So, it is good to see these ideas being publicised by the likes of Owen Barder. I would like to support his efforts by pointing out that the application of an evolutionary approach to learning and knowledge may in fact be easier than it seems on first reading of Owen’s blog. I have two propositions for consideration.

1. Re Variation: New types of development projects may not be needed. From 2006 to 2010 I led annual reviews of four different maternal and infant health projects in Indonesia. All of these projects all were being implemented in multiple districts.  In Indonesia district authorities have considerable autonomy. Not surprisingly, the ways the project was being implemented in each district varied, both intentionally and unintentionally. So did the results. But this diversity of contexts, interventions and outcomes was not exploited by the LogFrame based monitoring systems associated with each project. The LogFrames presented a singular view of the “the project”, one where aggregated judgements were needed about the whole set of districts that were involved. Diversity existed but was not being recognised and fully exploited. In my experience this phenomena is widespread. Development projects are frequently implemented in multiple locations in parallel. In practice implementation often varies across locations, by accident and intention. There is often no shortage of variation. There is however a shortage of attention to such variations. The problem is not so much in project design as in M&E approaches that fail to demand attention to variation - to ranges and exceptions as well as central tendencies and aggregate numbers.

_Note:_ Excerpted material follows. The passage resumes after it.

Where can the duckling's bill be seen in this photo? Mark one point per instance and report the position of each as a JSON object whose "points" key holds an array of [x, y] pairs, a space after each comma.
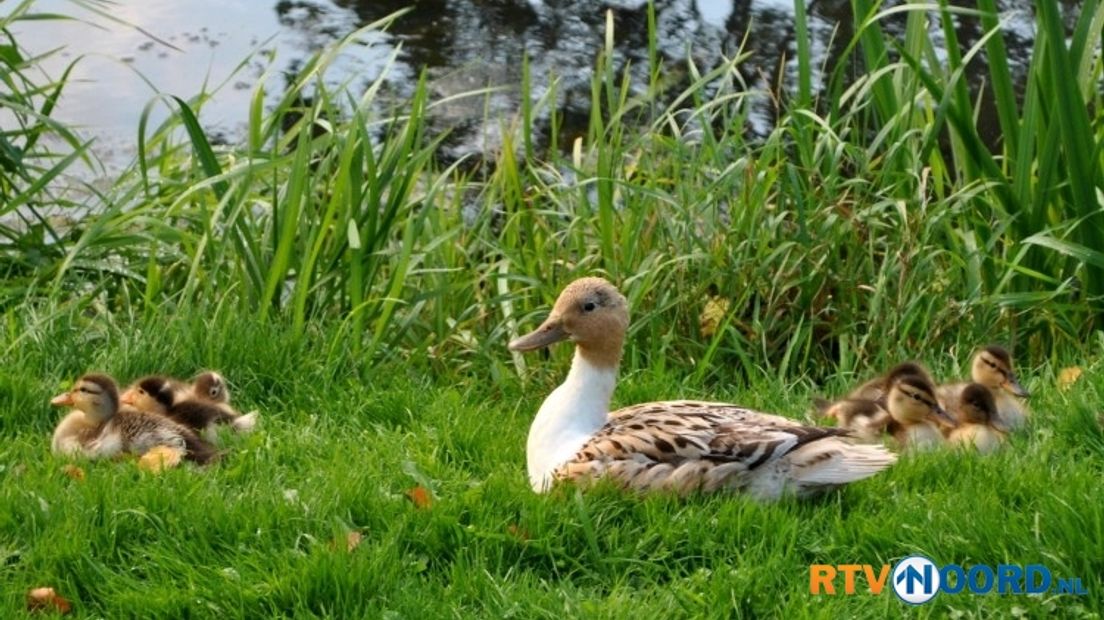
{"points": [[1014, 385], [550, 332], [62, 399]]}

2. Re Selection: Fitness tests are not that difficult to set up, once you recognise and make use of internal diversity. Locations within a project can be rank ordered by expected success, then rank ordered by observed success, using participatory and/or other methods. The rank order correlation of these two measures is a measure of fitness, of design to context. Outliers are the important learning opportunities (high expected & low actual success, low expected & high actual success) that warrant detailed case studies. The other extremes (most expected & actual success, least expected & actual success) also need investigation to make sure the internal causal mechanisms are as per the prior Theory of Change that informed the ranking.

It is possible to incorporate evolutionary ideas into the design of M&E systems. Some readers may know some of the background to the Most Significant Changes impact monitoring technique. Its design was informed by evolutionary epistemology. The MSC process deliberately includes an iterated process of exploiting diversity (of perceptions of change), subjecting these to selection processes (via structured choice exercises by stakeholders) and retention (of selected change accounts for further use by the organisation involved). MSC was tried out by a Bangladeshi NGO in 1993, retained and then expended in use over the next ten years. In parallel, it was also tried out by development agencies outside Bangladesh in the following years, and is now widely used by development NGOs. As a technique it has survived and proliferated. Although it is based on evolutionary ideas, I suspect that no more than 1 in 20 users might recognise this. No matter, nor are finches likely to be aware of Darwin’s evolutionary theory. Ideally the same might apply to good applications of complexity theory.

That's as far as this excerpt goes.